Ha bloccato i propositi leghisti su mega-condoni fiscali e depenalizzazioni dell’abuso d’ufficio e del peculato, sulle trivelle petrolifere e gli inceneritori, ha stoppato una prima versione devastante delle autonomie regionali differenziate, si batte per il salario minimo e i tagli allo stipendio dei parlamentari.
Ha dovuto rinfoderare le promesse irrealizzabili su Tap e Ilva, pagandone duramente le conseguenze.
E ancora nulla si sa di altre promesse: manette agli evasori, diritti dei rider, no definitivo al Tav, riforma della Rai, conflitto d’interessi, revoca della concessione ad Autostrade.
Ora, non per il destino cinico e baro ma per sua scelta, Di Maio porta sulle spalle un macigno di responsabilità e problemi che schiaccerebbe una mandria di bufali: specialmente dopo la disfatta alle Europee, con 6 milioni di voti persi su 11 in un anno.
Di Battista, per sua scelta, non ha responsabilità. E, dall’esterno, tende a vedere il bicchiere mezzo vuoto, mentre chi l’ha riempito a metà lo vede mezzo pieno.
La sua posizione è molto più comoda di chi sta al vertice del M5S e del governo. E, visto il peso politico che s’è conquistato in questi anni a prescindere dalle cariche (che non ha), ogni sua critica, anche costruttiva, suona come una sconfessione dell’attuale gruppo dirigente.

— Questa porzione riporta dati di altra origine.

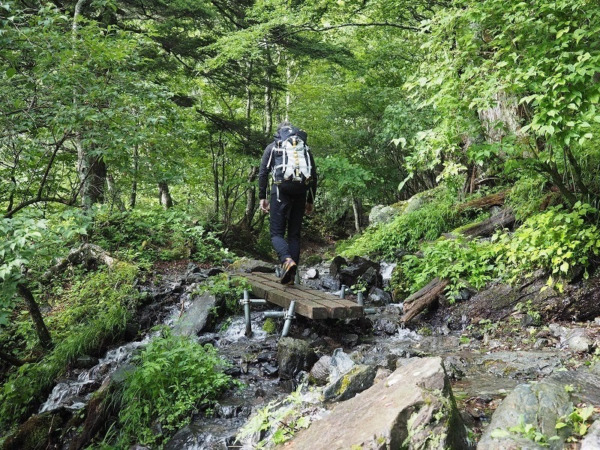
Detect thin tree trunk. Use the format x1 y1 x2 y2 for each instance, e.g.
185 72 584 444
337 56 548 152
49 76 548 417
17 283 52 349
352 196 362 234
106 174 125 212
158 181 173 209
0 350 25 367
129 144 140 209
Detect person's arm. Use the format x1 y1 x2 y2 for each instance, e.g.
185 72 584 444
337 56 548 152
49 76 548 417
258 144 273 213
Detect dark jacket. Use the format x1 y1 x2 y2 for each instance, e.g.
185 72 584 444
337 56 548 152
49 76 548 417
258 134 317 203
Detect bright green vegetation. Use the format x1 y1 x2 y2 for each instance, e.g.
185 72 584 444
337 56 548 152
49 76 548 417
119 329 234 448
395 203 600 298
237 388 314 449
0 263 139 429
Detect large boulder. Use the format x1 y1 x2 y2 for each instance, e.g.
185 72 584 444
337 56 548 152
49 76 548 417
277 337 317 380
323 365 377 402
477 367 600 450
285 358 471 450
173 293 217 336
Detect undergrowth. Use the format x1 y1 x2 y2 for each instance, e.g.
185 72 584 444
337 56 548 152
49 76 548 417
393 203 600 301
0 263 138 430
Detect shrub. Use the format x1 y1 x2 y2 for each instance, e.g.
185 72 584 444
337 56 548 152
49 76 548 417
119 328 233 447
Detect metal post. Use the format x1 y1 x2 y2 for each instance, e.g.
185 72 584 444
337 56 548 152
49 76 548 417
242 289 252 337
263 311 286 319
281 300 296 337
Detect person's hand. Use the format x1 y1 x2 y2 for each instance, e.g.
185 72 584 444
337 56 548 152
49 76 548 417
260 198 271 214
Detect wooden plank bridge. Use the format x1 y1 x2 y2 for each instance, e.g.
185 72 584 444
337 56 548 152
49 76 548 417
242 272 364 319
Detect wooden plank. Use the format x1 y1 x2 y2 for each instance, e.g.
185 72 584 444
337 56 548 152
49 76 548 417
244 273 363 319
250 274 363 319
246 277 329 319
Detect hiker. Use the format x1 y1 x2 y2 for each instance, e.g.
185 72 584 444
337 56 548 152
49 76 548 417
258 121 317 285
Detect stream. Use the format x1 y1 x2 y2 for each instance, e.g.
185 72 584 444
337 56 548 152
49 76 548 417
31 260 584 450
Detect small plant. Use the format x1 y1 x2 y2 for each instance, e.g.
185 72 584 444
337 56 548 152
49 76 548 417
491 416 560 447
556 404 595 442
119 328 234 446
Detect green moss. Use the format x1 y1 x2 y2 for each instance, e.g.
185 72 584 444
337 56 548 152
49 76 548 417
263 317 277 334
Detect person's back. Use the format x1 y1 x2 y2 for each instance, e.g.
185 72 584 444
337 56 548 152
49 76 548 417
258 122 317 284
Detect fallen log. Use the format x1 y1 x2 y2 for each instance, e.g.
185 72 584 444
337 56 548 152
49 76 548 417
42 244 118 282
460 209 515 237
402 278 450 322
458 190 509 211
402 209 515 322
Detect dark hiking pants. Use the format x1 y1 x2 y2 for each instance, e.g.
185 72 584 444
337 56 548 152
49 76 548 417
270 190 306 264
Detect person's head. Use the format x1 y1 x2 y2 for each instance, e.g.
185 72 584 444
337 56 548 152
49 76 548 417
277 120 292 131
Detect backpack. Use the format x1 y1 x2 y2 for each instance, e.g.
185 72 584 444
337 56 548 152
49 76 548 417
267 126 312 185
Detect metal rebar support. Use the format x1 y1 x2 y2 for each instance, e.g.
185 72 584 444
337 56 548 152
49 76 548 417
242 289 252 337
356 291 365 306
263 311 286 319
250 298 267 305
281 300 296 337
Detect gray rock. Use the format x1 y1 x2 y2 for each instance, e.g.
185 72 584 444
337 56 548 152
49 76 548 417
329 348 354 381
173 293 217 336
303 267 319 280
369 205 398 225
367 287 392 305
290 358 472 450
310 355 331 386
477 368 600 450
323 365 377 402
580 419 600 450
228 258 275 273
329 255 348 278
277 337 317 380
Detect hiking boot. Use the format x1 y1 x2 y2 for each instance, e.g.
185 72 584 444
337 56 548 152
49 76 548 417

Viene letta come un’autocandidatura a prenderne il posto.
E Di Maio la ritiene “destabilizzante” per il Movimento e il governo, proprio mentre chi ci sta dentro tenta di salvare non solo l’esecutivo, ma anche i 5Stelle dalle elezioni anticipate.
Che porterebbero Salvini a Palazzo Chigi e il M5S al rischio di estinzione o comunque di irrilevanza.
Di Battista ribatte che:
la leadership di Di Maio non è in discussione;
chi destabilizza governo e M5S non è lui, ma Salvini con le continue invasioni di campo nei ministeri pentastellati;
il governo deve durare, ma con pari dignità dei due contraenti; il M5S deve rispondere colpo su colpo alle provocazioni salviniane e pretendere il rispetto degli impegni presi, dal no definitivo al Tav al ritiro delle truppe dall’Afghanistan alla revoca della concessione ad Autostrade;
le sue uscite da battitore libero possono rianimare la parte della base più scontenta, cioè i 4,5 milioni di ex elettori che alle Europee si sono astenuti e attendono segnali più “radicali”;
la sua apertura al terzo mandato in caso di voto subito libera parlamentari M5S, allarmati dalla non-rielezione, dal ricatto leghista (anche se chi è al primo mandato rischia di non essere rieletto, se il M5S ricandiderà chi è al secondo e non ripeterà l’exploit del 2018).
Ma ormai il problema va ben oltre quel che ciascuno dei due dice.
E anche delle letture ora scorrette, ora malevoli, ora infondate dei media che – com’è naturale – sguazzano nei dualismi politici e li alimentano.
Soprattutto se il dualismo scoppia in un Movimento finora monolitico, che espelleva o emarginava i dissenzienti.
Ma i 5Stelle sono molto cambiati nell’ultimo biennio, fino a governare con chi avevano sempre riempito di insulti (ampiamente ricambiati). Dunque non c’è nulla di male se due leader parlano anche pubblicamente lingue diverse: la democrazia e il pluralismo sono conquiste, non peccati mortali.
L’importante è che si abituino anche loro all’idea della dialettica interna.
Ed evitino il vizio che attanaglia tutti i politici quando si barricano con i loro staff di yesmen e iniziano a vedere nemici e complotti dappertutto.
L’unica via d’uscita è ascoltarsi, valutare ciascuno il punto di vista dell’altro e le conseguenze delle proprie parole.
Chiarirsi a quattr’occhi le idee, senza per questo cambiarle o tornare a lavare i panni sporchi in famiglia,aumma aumma.
Soprattutto se, fondamentalmente, si vuole la stessa cosa.